Young Bela Schick quoted the Talmud: "The world is kept alive by the breath of children," to help persuade his father to allow him to pursue continued education in pediatrics, rather than to join the family grain merchant business in Graz, Austria. Schick became assistant at the Children's Clinic in Vienna, and later associate professor of pediatrics at Vienna University.

He emigrated to the United States, and in 1923 became pediatrician - in - chief at New York's Mount Sinai Hospital. He later (1936) was appointed clinical professor of pediatrics at Columbia University. Schick made important studies on scarlet fever, tuberculosis and the nutrition for infants... but gained international renown for the Schick Test. This test determined susceptibility to diphtheria, and eventually led to the eradication of the childhood disease that attacked 100,000 Americans in 1927, leading to about 10,000 deaths.

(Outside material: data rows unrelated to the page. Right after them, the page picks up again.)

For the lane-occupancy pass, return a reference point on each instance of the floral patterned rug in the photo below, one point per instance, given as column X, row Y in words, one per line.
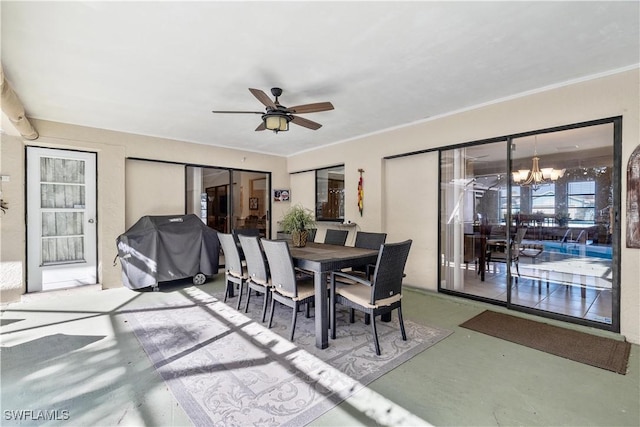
column 226, row 368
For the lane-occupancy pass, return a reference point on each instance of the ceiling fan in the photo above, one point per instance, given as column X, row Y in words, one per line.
column 277, row 116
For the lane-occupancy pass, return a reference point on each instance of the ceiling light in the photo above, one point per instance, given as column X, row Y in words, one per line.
column 536, row 176
column 276, row 121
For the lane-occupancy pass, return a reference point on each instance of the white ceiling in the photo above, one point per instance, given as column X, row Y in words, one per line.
column 159, row 68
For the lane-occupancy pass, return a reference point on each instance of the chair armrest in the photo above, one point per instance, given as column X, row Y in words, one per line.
column 350, row 277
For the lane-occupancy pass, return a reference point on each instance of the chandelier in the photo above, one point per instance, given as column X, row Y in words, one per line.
column 536, row 176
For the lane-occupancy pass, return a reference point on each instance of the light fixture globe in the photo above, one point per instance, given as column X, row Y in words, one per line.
column 276, row 121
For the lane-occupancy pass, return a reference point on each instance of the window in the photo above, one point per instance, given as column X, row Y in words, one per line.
column 543, row 199
column 581, row 201
column 330, row 194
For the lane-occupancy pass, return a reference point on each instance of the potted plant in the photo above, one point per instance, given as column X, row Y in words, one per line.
column 297, row 221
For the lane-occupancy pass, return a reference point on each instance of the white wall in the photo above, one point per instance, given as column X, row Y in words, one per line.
column 115, row 187
column 153, row 188
column 609, row 96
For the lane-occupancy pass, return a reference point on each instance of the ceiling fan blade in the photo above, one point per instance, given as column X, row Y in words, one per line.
column 238, row 112
column 311, row 108
column 306, row 123
column 262, row 97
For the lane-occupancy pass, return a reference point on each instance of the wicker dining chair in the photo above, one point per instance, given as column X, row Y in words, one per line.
column 380, row 295
column 234, row 271
column 287, row 289
column 257, row 271
column 336, row 237
column 368, row 240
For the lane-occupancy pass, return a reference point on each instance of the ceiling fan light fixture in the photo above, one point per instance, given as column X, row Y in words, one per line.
column 276, row 122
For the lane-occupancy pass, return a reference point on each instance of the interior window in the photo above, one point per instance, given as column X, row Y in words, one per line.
column 543, row 199
column 581, row 202
column 330, row 194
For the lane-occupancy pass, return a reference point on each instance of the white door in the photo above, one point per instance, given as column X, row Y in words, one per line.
column 61, row 219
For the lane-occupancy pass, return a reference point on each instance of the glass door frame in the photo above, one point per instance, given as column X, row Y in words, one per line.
column 616, row 181
column 232, row 173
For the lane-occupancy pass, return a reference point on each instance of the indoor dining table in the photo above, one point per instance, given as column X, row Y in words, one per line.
column 322, row 259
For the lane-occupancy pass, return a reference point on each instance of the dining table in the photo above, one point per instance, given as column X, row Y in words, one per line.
column 321, row 259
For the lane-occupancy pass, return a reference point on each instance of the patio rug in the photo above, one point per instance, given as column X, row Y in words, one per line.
column 601, row 352
column 227, row 368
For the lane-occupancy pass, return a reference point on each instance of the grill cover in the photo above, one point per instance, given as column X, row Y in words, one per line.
column 168, row 247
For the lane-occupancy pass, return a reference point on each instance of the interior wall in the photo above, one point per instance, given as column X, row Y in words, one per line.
column 603, row 97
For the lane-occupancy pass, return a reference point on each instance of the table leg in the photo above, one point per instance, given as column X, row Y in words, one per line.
column 322, row 318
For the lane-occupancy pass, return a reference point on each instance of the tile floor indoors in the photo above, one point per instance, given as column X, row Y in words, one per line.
column 104, row 377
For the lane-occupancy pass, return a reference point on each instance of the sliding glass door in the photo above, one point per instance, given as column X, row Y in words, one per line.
column 472, row 211
column 528, row 222
column 565, row 259
column 227, row 199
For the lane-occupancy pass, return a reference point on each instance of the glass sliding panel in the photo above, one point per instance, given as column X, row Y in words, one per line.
column 472, row 182
column 565, row 258
column 244, row 205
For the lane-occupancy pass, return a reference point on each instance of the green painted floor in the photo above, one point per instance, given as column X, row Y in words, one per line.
column 73, row 349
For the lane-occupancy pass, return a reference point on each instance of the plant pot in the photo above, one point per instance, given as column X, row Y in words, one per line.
column 299, row 238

A massive five year campaign, coordinated by Dr. Schick, virtually eliminated the dreaded disease that had taken countless young lives since it was first mentioned in the sixth century writings of Aëtius Amidenus. As a part of the campaign, 85 million pieces of literature were distributed by Metropolitan Life Insurance Company, with an appeal to parents to "Save your child from diphtheria." These illustrated brochures were created by a talented young artist who had recently emigrated from Germany - Gerta Ries. Remarkably, this same Gerta Ries (Wiener) was commissioned over 75 years later to create the sculptured tribute to Dr. Béla Schick for the Jewish - American Hall of Fame. A residential building is named after him on the Stony Brook University campus.